Ward 8 Residents Outraged by Low Funding for Housing and NEAR Act in $13.8 Billion Budget

A photo showing two politicians discussing the city's budget for 2018.

Photo by Justine Coleman

The D.C. Council unanimously approved the $13.8 billion fiscal year 2018 budget at a final vote on June 13, including allocations of funding for Ward 8 initiatives like a community-owned and a nonprofit grocery store, grants for local entrepreneurs and a new recreation center.  On May 30, the council voted to approve the mayor’s proposal to provide $15 million for a recreation center in Congress Heights and accelerate allocation for $11.9 million to modernize the Anacostia Recreation Center over six years. The center will empower residents and offer job training, said Ward 8 Councilmember Trayon White, Sr. at a June 8 community meeting. The emergency meeting was organized to address Ward 8 residents’ disappointment in the D.C. Council’s budget before the second and final vote occurred.

Councilmember White and Chairman Phil Mendelson hosted the meeting at the RISE Demonstration Center in Southeast D.C. Ward 8 residents in attendance said the budget did not supply enough money to fund programs such as the Neighborhood Engagement Achieves Results Act and housing initiatives like vouchers and rapid rehousing, a time-limited subsidized housing lease.

The council’s budget dedicated almost $2.1 million for the NEAR Act to establish the Office of Neighborhood Safety and Engagement with 11 employees and a Community Crime Prevention team. The budget does not mention the office’s stipend-intervention program designed to incentivize participants or provide funding for the 36 total employees suggested for the office in the mayor’s proposed budget amendments.

Black Lives Matter D.C. sent a petition signed by 74 coalitions to D.C. Council members the next day demanding for the NEAR Act to be fully funded.

In the legislative meeting for the final vote, Chairman Phil Mendelson said that after working with the Office of Revenue Analysis, he thinks the NEAR Act will be able to be fully funded after a subject for appropriation is removed. In general, subjects of appropriations are removed once the council and mayor find funding for the legislated program, according to David Umansky, a spokesman for the Office of the Chief Financial Officer.

[Read more: Instead of investing more funding in law enforcement, protestors demand D.C. Council fully fund the NEAR Act]

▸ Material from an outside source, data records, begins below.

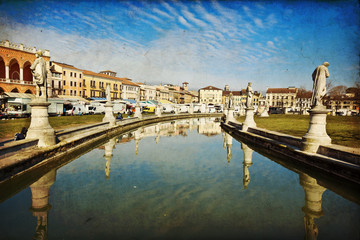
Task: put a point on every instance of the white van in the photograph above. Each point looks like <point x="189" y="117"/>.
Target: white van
<point x="78" y="109"/>
<point x="184" y="109"/>
<point x="96" y="108"/>
<point x="169" y="108"/>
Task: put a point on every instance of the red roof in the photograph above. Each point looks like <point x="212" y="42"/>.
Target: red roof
<point x="126" y="81"/>
<point x="210" y="88"/>
<point x="235" y="93"/>
<point x="281" y="90"/>
<point x="66" y="65"/>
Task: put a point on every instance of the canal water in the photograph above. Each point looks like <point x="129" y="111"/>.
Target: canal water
<point x="177" y="180"/>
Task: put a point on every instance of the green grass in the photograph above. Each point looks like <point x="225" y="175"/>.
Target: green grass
<point x="342" y="130"/>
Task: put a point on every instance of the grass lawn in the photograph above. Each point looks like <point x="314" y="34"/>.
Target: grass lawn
<point x="342" y="130"/>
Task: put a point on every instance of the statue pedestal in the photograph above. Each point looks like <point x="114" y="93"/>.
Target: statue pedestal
<point x="39" y="126"/>
<point x="109" y="116"/>
<point x="316" y="133"/>
<point x="264" y="113"/>
<point x="230" y="116"/>
<point x="158" y="110"/>
<point x="138" y="112"/>
<point x="249" y="119"/>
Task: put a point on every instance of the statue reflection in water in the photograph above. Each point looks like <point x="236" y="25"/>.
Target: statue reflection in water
<point x="40" y="203"/>
<point x="246" y="164"/>
<point x="312" y="208"/>
<point x="228" y="144"/>
<point x="109" y="147"/>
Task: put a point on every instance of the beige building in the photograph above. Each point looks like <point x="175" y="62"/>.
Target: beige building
<point x="94" y="85"/>
<point x="211" y="95"/>
<point x="71" y="79"/>
<point x="284" y="98"/>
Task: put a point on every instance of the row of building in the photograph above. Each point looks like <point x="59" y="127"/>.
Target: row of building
<point x="65" y="80"/>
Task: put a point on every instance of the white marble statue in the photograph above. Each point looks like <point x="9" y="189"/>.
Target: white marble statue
<point x="108" y="93"/>
<point x="231" y="101"/>
<point x="38" y="69"/>
<point x="319" y="88"/>
<point x="249" y="93"/>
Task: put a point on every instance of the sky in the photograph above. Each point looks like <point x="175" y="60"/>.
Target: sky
<point x="269" y="43"/>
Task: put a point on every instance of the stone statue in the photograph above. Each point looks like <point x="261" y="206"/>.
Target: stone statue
<point x="319" y="88"/>
<point x="108" y="93"/>
<point x="231" y="101"/>
<point x="38" y="69"/>
<point x="249" y="93"/>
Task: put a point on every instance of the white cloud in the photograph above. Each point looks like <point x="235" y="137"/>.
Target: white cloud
<point x="183" y="21"/>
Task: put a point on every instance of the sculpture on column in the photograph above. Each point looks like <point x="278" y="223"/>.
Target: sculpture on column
<point x="319" y="87"/>
<point x="249" y="93"/>
<point x="38" y="69"/>
<point x="108" y="94"/>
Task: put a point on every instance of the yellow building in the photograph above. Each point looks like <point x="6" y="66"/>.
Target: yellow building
<point x="71" y="83"/>
<point x="94" y="85"/>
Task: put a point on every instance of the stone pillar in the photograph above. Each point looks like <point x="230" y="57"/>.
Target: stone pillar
<point x="109" y="116"/>
<point x="312" y="208"/>
<point x="246" y="164"/>
<point x="138" y="111"/>
<point x="249" y="119"/>
<point x="7" y="72"/>
<point x="191" y="108"/>
<point x="316" y="133"/>
<point x="22" y="75"/>
<point x="157" y="131"/>
<point x="158" y="110"/>
<point x="137" y="138"/>
<point x="109" y="146"/>
<point x="40" y="203"/>
<point x="264" y="113"/>
<point x="228" y="139"/>
<point x="230" y="115"/>
<point x="39" y="126"/>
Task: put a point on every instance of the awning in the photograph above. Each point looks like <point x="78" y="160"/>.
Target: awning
<point x="20" y="95"/>
<point x="166" y="102"/>
<point x="73" y="98"/>
<point x="98" y="99"/>
<point x="130" y="101"/>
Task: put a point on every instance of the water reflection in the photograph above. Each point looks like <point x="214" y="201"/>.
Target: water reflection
<point x="40" y="203"/>
<point x="246" y="164"/>
<point x="109" y="147"/>
<point x="242" y="158"/>
<point x="312" y="208"/>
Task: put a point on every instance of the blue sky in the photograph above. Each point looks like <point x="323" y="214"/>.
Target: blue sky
<point x="268" y="43"/>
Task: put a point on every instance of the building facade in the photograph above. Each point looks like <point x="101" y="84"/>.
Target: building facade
<point x="94" y="85"/>
<point x="210" y="95"/>
<point x="15" y="62"/>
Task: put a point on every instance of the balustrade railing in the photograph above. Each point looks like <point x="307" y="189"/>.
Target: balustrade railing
<point x="17" y="81"/>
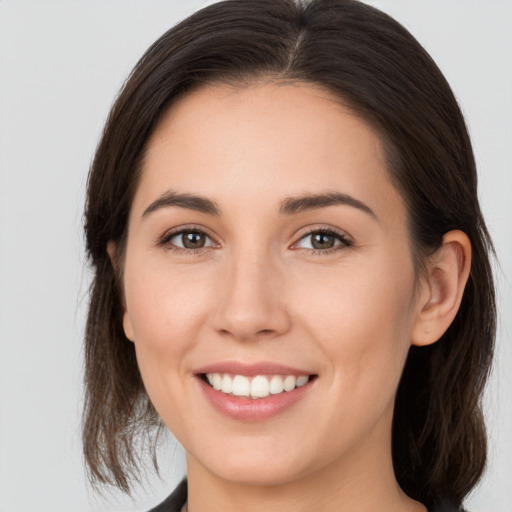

Erik Salmi, the communications director for Judiciary and Public Safety Committee Chairman Charles Allen, said in an interview after the meeting that the NEAR Act is fully funded aside from providing money for positions connecting behavioral health specialists to police officers that exist elsewhere and a community survey that was already conducted by a separate group. He said the subject of appropriations was removed with the funding in the budget and Mayor Muriel Bowser requested that the funding for the stipend-intervention program go toward the Career Connections job readiness program.

Tensions ran high throughout the Ward 8 meeting after residents said they felt the councilmembers were avoiding answering questions and after dealing for years with unsolved issues, including voucher funding.

“Starting to talk about all of this, literally avoiding questions about vouchers – 40,000 people on vouchers – they shouldn’t be able to sleep at night,” April Goggans said in an interview after the meeting. Goggans is a co-organizer of Black Lives Matter D.C.

The council previously re-allocated $3 million Bowser had proposed for the rapid rehousing program to be used for affordable housing vouchers and permanent supportive housing instead. This was in large part due to testimony about the rapid rehousing program’s lack of success. The Washington Legal Clinic for the Homeless released a report “Set Up To Fail”  in May that found only 40 percent of families in rapid rehousing are able to stay their housing by the end of the program.

“I think housing is a crisis right now, and the more … people we have advocating for housing the better outcomes we get,” White said in an interview.

Before the first vote, the Coalition for Nonprofit Housing and Economic Development held their annual advocacy day on May 15 and asked the council to allocate $125 million to the housing production trust fund, $8.5 million for local rent supplement program vouchers and $16 million for the homeowners purchase assistance program.

Mendelson met with the coalition that day but expressed his concerns for a property deal where the Department of Housing and Community Development gave land that was set aside for a nonprofit to two other nonprofit developers.

“As long as we are leaving dollars on the table we are not going to get there,” he said. “We’ve got to be spending every dollar we’ve got.”

The council passed various amendments with the budget, which included restoration of $6.6 million for the streetcar project, Mendelson said.

Some councilmembers praised the budget’s overall efforts to address the housing crisis. But others said funding for rapid rehousing should not have decreased and that funneling money into housing services was just the beginning of fighting a larger problem.


Reginald Black contributed reporting.